For the last couple of weeks, I feel like singleness has been kicking my butt. Like singleness and I have been facing off in a gladiator-style arena, and I’ve been losing.
Maybe it had to do with hormones, or maybe it had to do with the fact that things didn’t work out with the man I met online. Whatever the reason, I’ve been tempted to sin, I’ve given into temptation, I’ve been bitter against the demands on my time (because I’m single, I apparently have plenty of free time for everything everyone else wants me to do).
With every temptation, every failure, singleness has delivered another blow to my broken, weary self.
In church this past weekend, my pastor’s Easter sermon was on Romans 8:31-39. These verses are all about how God is on my side RIGHT NOW.
In the past, I’ve just kind of thought about these verses, “Yeah, okay, so Jesus is going to win in the end.” I’d picture myself at the end of my life, bloody and bruised spiritually and emotionally, heaving my last breaths as singleness swooped in for the death blow – then Jesus would show up out of nowhere, deliver a final kick to singleness, take me to heaven, and say something about putting up a good fight or something.
But Romans 8 says something radically different than that. It says that God went to extraordinary lengths, even to the point of sacrificing His own Son, in order to “graciously give [me] all things” (8:32, ESV). Because I was spiritually dead at one point, God sent Jesus (His only Son) to earth to die in my place so that I could be spiritually alive. God the Father. Sent His Son. To die. For me. If that isn’t proof that God is on my side, I don’t know what is.
Romans 8 also asks rhetorically “Who shall bring any charge against” me (8:33)? And “Who shall condemn” me (8:34)? Then it answers the questions those questions with “God” and “Christ [Jesus].” The only Ones Who can charge me or sentence me with anything are the Ones Who
- have already conquered my greatest enemies (sin and death).
- have taken care of my punishment for sins already, declaring me righteous through no work of my own.
Then come some of my favorite verses in the Bible:
Who shall separate us from the love of Christ? [S]hall tribulation, or distress, or persecution, or famine, or nakedness, or peril, or sword? […] Nay, in all these things we are more than conquerors through him that loved us. (8:35, 37)
Basically, these verses are saying that no matter how badly I’m distressed by singleness, I am still the conqueror of it because God is on my side. Not because He was bribed or obliged or duty-bound or bored or finished with everything else on His list – no, He’s on my side because He loves me with the greatest love that anyone has ever shown in the history of love.
I have the most hardcore, triumphant, battle-ready Person Who has ever lived, and He is ON. MY. TEAM. He has already scored the winning point against my greatest enemy (death), He’s already defeated sin, and He’s already crushed everything that would keep me from His love.

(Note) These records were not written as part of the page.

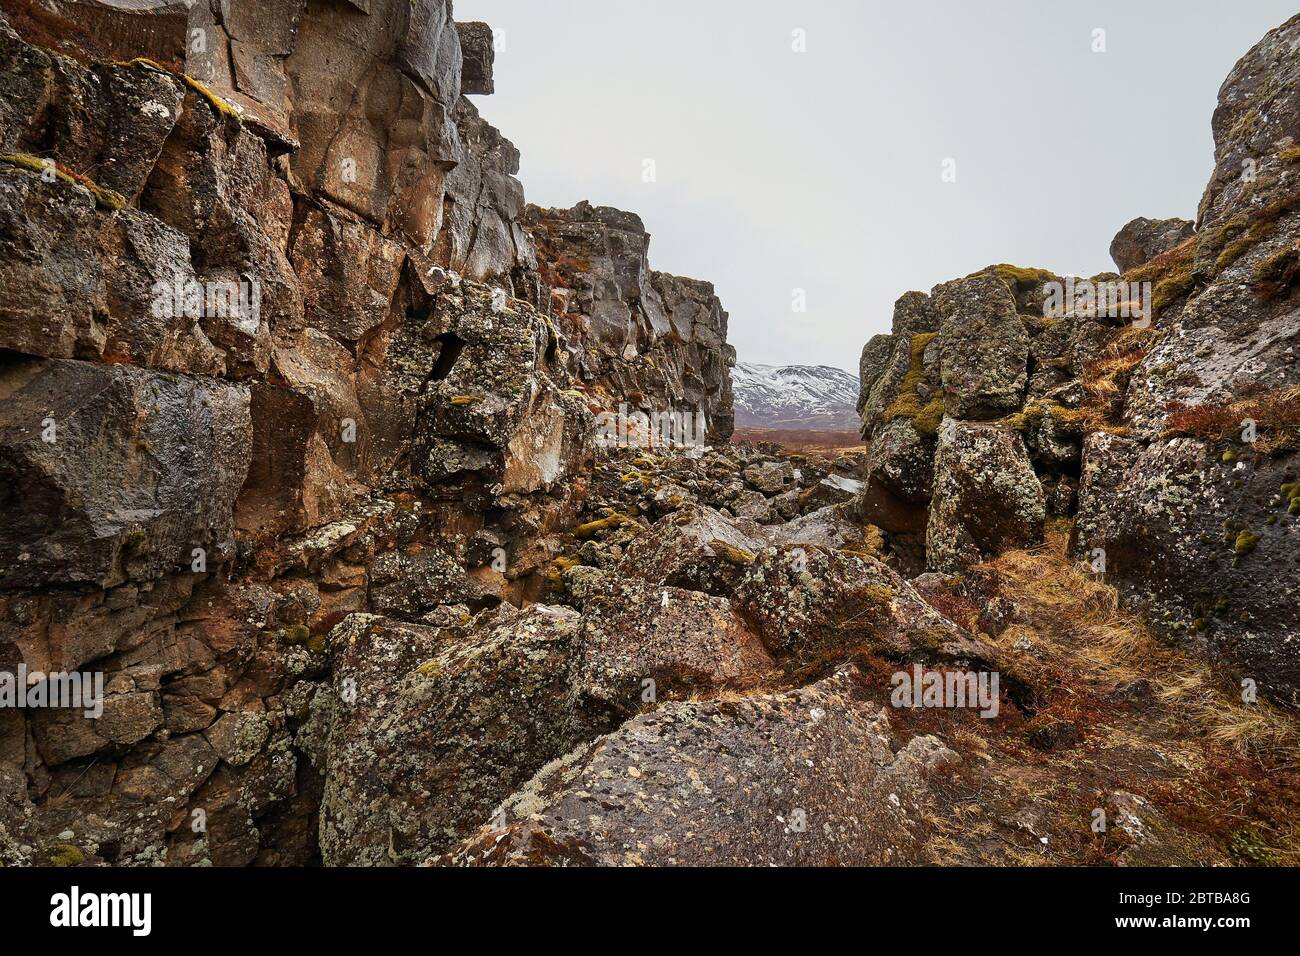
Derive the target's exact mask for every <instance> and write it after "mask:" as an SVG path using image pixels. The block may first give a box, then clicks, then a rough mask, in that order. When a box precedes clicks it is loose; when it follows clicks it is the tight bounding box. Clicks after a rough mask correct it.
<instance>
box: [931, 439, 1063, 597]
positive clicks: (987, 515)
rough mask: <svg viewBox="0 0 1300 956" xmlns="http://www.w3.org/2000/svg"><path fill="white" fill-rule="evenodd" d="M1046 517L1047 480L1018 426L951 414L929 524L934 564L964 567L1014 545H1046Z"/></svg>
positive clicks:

He’s not just the coach or the water boy or the cheerleader – He’s all those things AND He even fights singleness with me and for me. He’s my strength when I’m weary of fighting, my shield when singleness throws temptation my way, and the weapon I fight back with.
My pastor said something at the end of his sermon that will probably stick with me forever. He said, “The cross [Jesus’ death] proves that God is for us. The resurrection [when Jesus rose from the dead] proves that nothing can be against us.” Stated differently (in my words): it doesn’t matter what is against us, because God is for us.
I’ve been holding tightly to two thoughts since Easter:
- God Himself is for me right now.
- Because of God, even singleness can’t be against me.
It’s hard to explain how these truths have sunk in and made my days go better, but they have changed me. I’m not fighting alone; I’m not fighting a losing battle; I’m not even fighting, when it really comes down to it.
Jesus is the conqueror; through Him, God has made me a conqueror. And I can declare with Paul (the author of Romans) “that neither death, nor life, nor angels, nor principalities, nor powers, nor things present, nor things to come, [n]or height, nor depth, nor any other creature, shall be able to separate us from the love of God, which is in Christ Jesus our Lord” (8:38-39).
Jesus defeated sin by dying, He defeated death itself by living, and He defeats my opponents simply by showing up. BOO-yah.